Folgt man diesen Ausführungen des Landesdenkmalamtes, handelt es sich bei dem Mietshausensemble rund um den Kollwitzplatz um eine städtebaulich-gestalterisch gewachsene Einheit mit einem sich daraus ergebenden gesteigerten Zeugniswert für die historische Entwicklung nicht nur des konkreten Quartiers, sondern auch des Berliner Mietshausbaus der Gründerzeit bis um 1890. Das verbindende, einheitsstiftende Merkmal ist die geschlossene, homogene Blockrandbebauung mit mehrgeschossigen Mietshäusern, die die für diesen Zeitabschnitt charakteristischen Fassaden- und Grundrissgestaltungen aufweisen. In Bezug auf die geschichtliche Bedeutung kommt indes gerade auch den Unterschieden in der Ausführung zwischen der früheren Bauphase ab 1873 und den späteren Bauabschnitten in den 1880er Jahren im Bereich nördlich des Kollwitzplatzes ein denkmalrechtlich relevanter Zeugniswert zu, da hierdurch die historische Entwicklung hin zu einer dichteren, weniger großzügigen Bebauung anschaulich gemacht wird.

b) Das - geschlossen erhaltene - Mietshausensemble um den Kollwitzplatz hat zugleich auch städtebauliche Bedeutung.

Die städtebauliche Bedeutung deckt sich hier weitgehend mit der architektur- und stadtgeschichtlichen Bedeutung. In der Rechtsprechung ist anerkannt, dass die Grenzen zwischen den einzelnen Bedeutungskategorien fließend sein können und eine städtebauliche Bedeutung unter anderem dann anzunehmen ist, wenn stadtbaugeschichtliche oder stadtentwicklungsgeschichtliche Unverwechselbarkeiten vorliegen (vgl. OVG Berlin, Urteil vom 6. März 1997 – OVG 2 B 33.91 -, NVwZ-RR 1997, 591, 591). Diese Voraussetzungen sind hier wegen der bereits in den ursprünglichen Erläuterungen des Landesdenkmalamtes zum Vorliegen der Merkmale eines Denkmals vom 24. Juni 1996 dargelegten bauzeittypischen Gestaltungsmerkmale in Bezug auf Fassaden, Grundrisse, Dimensionierung und Anordnung der Baukörper auf den Grundstücksflächen sowie des exemplarischen Charakters für den Berliner Mietshausbau der Gründerzeit bis um 1890 zu bejahen.
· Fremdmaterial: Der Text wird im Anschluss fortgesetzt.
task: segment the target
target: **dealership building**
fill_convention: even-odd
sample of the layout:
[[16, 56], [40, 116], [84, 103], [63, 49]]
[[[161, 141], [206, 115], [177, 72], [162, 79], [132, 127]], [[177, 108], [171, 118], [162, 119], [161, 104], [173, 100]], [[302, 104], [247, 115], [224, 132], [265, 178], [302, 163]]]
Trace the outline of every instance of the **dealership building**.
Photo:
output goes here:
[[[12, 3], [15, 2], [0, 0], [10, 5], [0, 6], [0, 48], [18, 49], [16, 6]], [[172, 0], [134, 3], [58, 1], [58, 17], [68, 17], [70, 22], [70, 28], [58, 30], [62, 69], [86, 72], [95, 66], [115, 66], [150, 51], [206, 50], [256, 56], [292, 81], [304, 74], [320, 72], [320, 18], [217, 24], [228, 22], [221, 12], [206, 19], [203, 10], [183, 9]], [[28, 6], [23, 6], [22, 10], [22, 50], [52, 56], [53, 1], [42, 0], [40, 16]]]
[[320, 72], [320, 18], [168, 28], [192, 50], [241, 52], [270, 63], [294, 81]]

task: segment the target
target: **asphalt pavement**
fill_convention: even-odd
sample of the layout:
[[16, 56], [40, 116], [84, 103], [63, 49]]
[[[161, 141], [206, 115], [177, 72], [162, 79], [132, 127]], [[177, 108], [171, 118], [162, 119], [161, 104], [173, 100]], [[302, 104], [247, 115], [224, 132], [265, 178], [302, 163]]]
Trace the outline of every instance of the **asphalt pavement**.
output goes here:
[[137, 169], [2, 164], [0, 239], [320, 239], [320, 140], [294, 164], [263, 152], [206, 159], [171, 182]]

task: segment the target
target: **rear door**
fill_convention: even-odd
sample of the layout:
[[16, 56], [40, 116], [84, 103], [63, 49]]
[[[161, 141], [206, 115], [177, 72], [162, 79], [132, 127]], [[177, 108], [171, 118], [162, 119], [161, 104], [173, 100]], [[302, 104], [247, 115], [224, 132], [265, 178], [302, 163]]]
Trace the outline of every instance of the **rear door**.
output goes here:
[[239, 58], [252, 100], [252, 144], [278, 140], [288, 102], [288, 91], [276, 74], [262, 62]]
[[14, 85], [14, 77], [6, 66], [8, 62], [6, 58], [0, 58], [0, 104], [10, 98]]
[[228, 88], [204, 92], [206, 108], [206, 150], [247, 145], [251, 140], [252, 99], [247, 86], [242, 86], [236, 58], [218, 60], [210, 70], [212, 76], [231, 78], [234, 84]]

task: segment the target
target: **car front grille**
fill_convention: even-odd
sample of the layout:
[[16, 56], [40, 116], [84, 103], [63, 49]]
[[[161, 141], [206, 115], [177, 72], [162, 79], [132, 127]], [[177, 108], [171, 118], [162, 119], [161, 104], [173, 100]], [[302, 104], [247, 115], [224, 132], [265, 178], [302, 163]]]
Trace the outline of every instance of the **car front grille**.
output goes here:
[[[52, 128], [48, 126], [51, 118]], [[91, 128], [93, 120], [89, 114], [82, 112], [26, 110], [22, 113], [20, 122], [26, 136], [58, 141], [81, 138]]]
Soweit eine städtebauliche Bedeutung im Sinne des Denkmalschutzgesetzes eine stadtbildprägende Außenwirkung der betreffenden Gebäude und damit eine gewisse optische „Dominanz“ voraussetzt (vgl. OVG Berlin, Urteile vom 11. Juli 1997 - OVG 2 B 15.93 -, BRS 59 Nr. 234, und vom 25. Juli 1997 - OVG 2 B 3.94 -, OVGE 22, 180, 182 f.), ist diese Voraussetzung mit Blick auf die Ausdehnung des Ensembles und die vom öffentlichen Straßenraum aus ohne Einschränkung gegebene Erlebbarkeit zu bejahen. Dies gilt insbesondere auch in Bezug auf das streitgegenständliche Gebäude K…; denn dieses befindet sich – wie sich bereits dem vorliegenden Kartenmaterial entnehmen lässt und sich durch die Augenscheinseinnahme bestätigt hat – in zentraler Lage an der südöstlichen Seite des Kollwitzplatzes und ist daher nicht nur von der unmittelbar angrenzenden Kollwitzstraße, sondern auch von zahlreichen anderen Standpunkten im Bereich des Kollwitzplatzes sowie zusätzlich – worauf die Vertreterin der Unteren Denkmalschutzbehörde in der mündlichen Verhandlung hingewiesen hat – auch von dem rückwärtig angrenzenden Gelände der Synagoge an der Rykestraße aus sichtbar.

c) Ob auch die künstlerische und wissenschaftliche Bedeutungskategorie erfüllt ist, kann - wie bereits erwähnt - offen bleiben, da es hierauf nicht ankommt. Die Ausführungen in der gutachtlichen Stellungnahme des Landesdenkmalamtes vom 19. April 2010 dürften diese Feststellung allerdings nicht tragen können, da dort von vornherein nur der künstlerische Wert der „flachen Fassadengestaltung“ des Wohnhauses K…im Hinblick auf die „zweireihige Anordnung der Rundbogenöffnungen in der siebenachsigen Ausdehnung“ hervorgehoben wird.

d) An der Erhaltung des Mietshausensembles um den Kollwitzplatz in seiner überlieferten Gestalt als eines stadtentwicklungs- und architekturgeschichtlich sowie städtebaulich bedeutsamen Gebäudekomplexes besteht wegen der genannten Bedeutungskategorien auch ein öffentliches Interesse.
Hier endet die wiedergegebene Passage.